I did have to get back home though (via an unproductive pitstop at the EE store in Edgware – so I have an unlocked iPhone 8, and I could call and use data, and text other iPhones through iMessage, but for some reason could not send any texts to other non-iPhone phones, even with EE’s unlimited texts plan. I was unable to solve this the entire time I was back. I tried all sorts of settings on the phone, and the EE man in the store also could not figure it out. I didn’t have this problem with my older Nokia last time I was back.) I had to get back to meet my newest family member, my baby great-niece Frances, for the first time. However I did have some time to do a very quick sketch of the Flask pub in Flask Walk.
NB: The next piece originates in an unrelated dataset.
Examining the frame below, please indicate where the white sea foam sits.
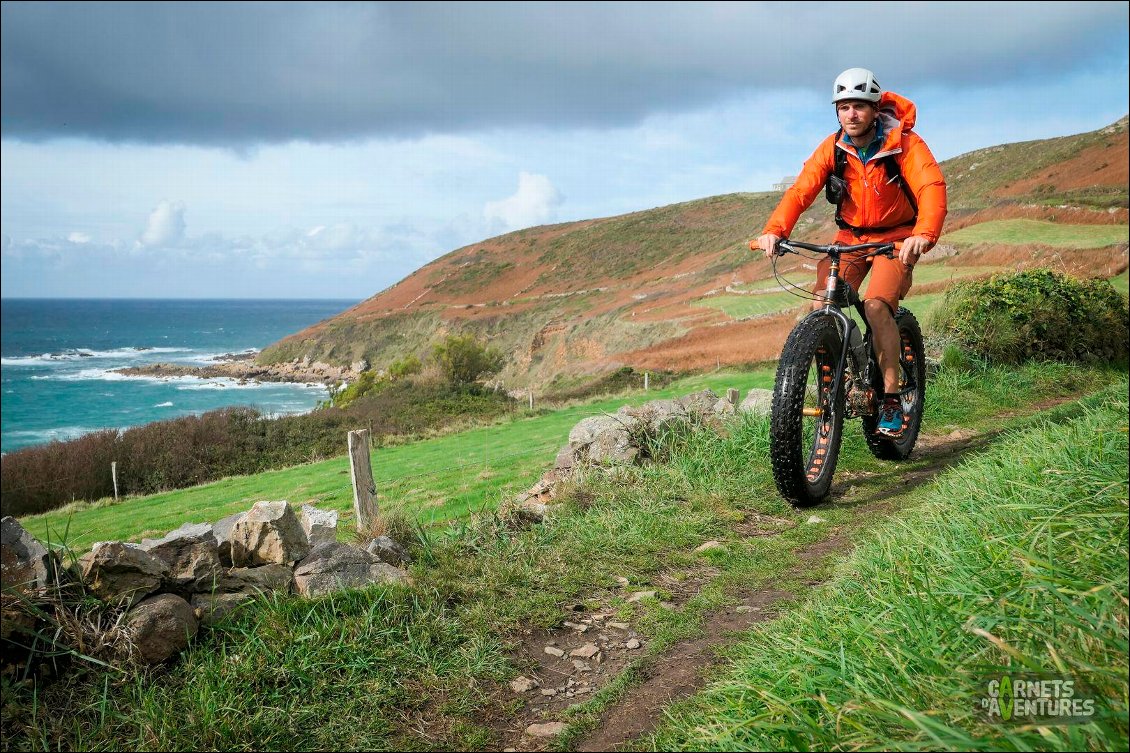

Last time I came here I was ghost-hunting with my son a few years ago. Didn’t find any ghosts (what with the laws of thermodynamics pretty much disproving their existence – thanks a lot, thermodynamic party-poopers). I didn’t sketch much as you can see, and decided to leave it in the completely unfinished state rather than go back and do more, or finish off from a photo – this was too unfinished to do that. Besides, you get just enough with a sketch like this. That easel at the end of the lane, that was an oil-painting artist who I presume didn’t have to go and sort out his EE unlimited texting plan nor meet a new baby. He is unseen though, like a ghost. Also unseen, the ghosts of late morning brunchers, brunching away, many of them lined up outside the cafe to my right, a popular choice for the Hampstead brunching set, which if my ambitions are ever realized I will be one of them, brunching with a little dog at my heels, still sweaty from my jog across the Heath. Can you still afford brunch if you live in Hampstead? Is the existence of brunchers disproved by the laws of thermodynamics? Well they don’t appear in the sketch so you’ll have to make your own mind up. Brunching makes you feel good.

Hampstead Map

I drew a little map in my sketchbook. The colour scheme implies this is all fields, but of course it isn’t. To the north-west is Holly Hill. Up there somewhere among the ghosts and brunchers is the Holly Bush pub, which I have never been to, though I’ve always wanted to, both to have a drink and also to sketch. I’ll save that ambition for some future trip.